Does anyone use exchange privileges for your mutual funds?
What are they?
"The opportunity given to mutual fund shareholders to exchange their investment in a fund for another within the same fund family at no additional cost. This privilege allows investors to switch funds (on the same day) when market conditions change."
How I use the exchange feature:
I try to pair funds that have high and low volatility available from the same fund company.
On days where I have outsized gains in one fund (or sometimes outsized losses) I will use the exchange option to execute a "buy" or a 'sell" between two funds on the same day. For example, Pimco has some high volatile funds (PETDX, PCRDX, PCKDX, etc.) as well as some very low volatile funds (PONDX). Pairing a high volatility funds with low volatility fund and using the exchange feature I am able to reallocate a little more strategically.
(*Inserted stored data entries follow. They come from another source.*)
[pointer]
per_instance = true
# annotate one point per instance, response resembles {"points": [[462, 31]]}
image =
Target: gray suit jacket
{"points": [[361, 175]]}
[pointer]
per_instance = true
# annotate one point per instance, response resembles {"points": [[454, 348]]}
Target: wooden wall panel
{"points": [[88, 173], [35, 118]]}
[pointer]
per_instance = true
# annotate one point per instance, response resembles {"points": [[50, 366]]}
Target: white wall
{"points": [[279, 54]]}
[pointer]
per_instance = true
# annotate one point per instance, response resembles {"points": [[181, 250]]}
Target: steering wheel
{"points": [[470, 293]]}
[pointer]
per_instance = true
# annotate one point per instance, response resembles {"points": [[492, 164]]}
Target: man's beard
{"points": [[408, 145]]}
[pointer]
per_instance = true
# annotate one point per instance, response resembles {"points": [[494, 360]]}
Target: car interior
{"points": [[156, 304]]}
Here are some of my exchange pairs:
(Low VX)......(High VX)
MAPIX and MSMLX
OAKBX and OAKEX
USFIX and USAGX
Comments
I do believe you can pick up a little extra by doing what you're doing bee and maybe dampen overall volatility. It is a variation on the "buy low sell high" idea. The pairing I do is pretty far-reaching. Would take a long time to cover. But, one example is to keep international bond funds pretty much in line with commodity & natural resource funds. I see both as hedges against a weak dollar and keep equal weightings of both. However, sometimes the international bonds will get way out ahead and sometimes the commodity-related will get hot. When one gets way out ahead. I trim it and add to the other.
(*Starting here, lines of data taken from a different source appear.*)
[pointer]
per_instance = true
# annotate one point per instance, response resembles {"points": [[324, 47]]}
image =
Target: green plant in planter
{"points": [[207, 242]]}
Virtually all fund houses have restrictions of one type or another against frequent trading - as I'm sure you're aware. Some like Price are very good at spelling out the policy in their prospectus which I read diligently. But, suffice it to say that they all frown on "round trips" within a 30-90 day period (depending on the house). That occurs when you sell fund "A" to buy fund "B" and than move the $$ back into fund "A" again - completing the round trip. Price now bars you from buying a fund you have sold (even partially) within 30 days (with the exception of money market funds and their ultra-short). Oppenheimer, on the other hand, bars you from selling any fund you have purchased within 30 days. However, Oppenheimer appears to have softened that policy recently - at least as it pertains to selling shares of money market funds.
I keep a log of these transactions and am always surprised how they add up over the course of a year. So far, no issues with any of the custodians (in my case that's a wonder!). While their rhetoric stresses their desire to protect investors from the excessive operating costs such transactions contribute to, I'm more inclined to believe it's mostly CYA - a consequence in part of Spitzer and other regulatory watch dogs in recent years.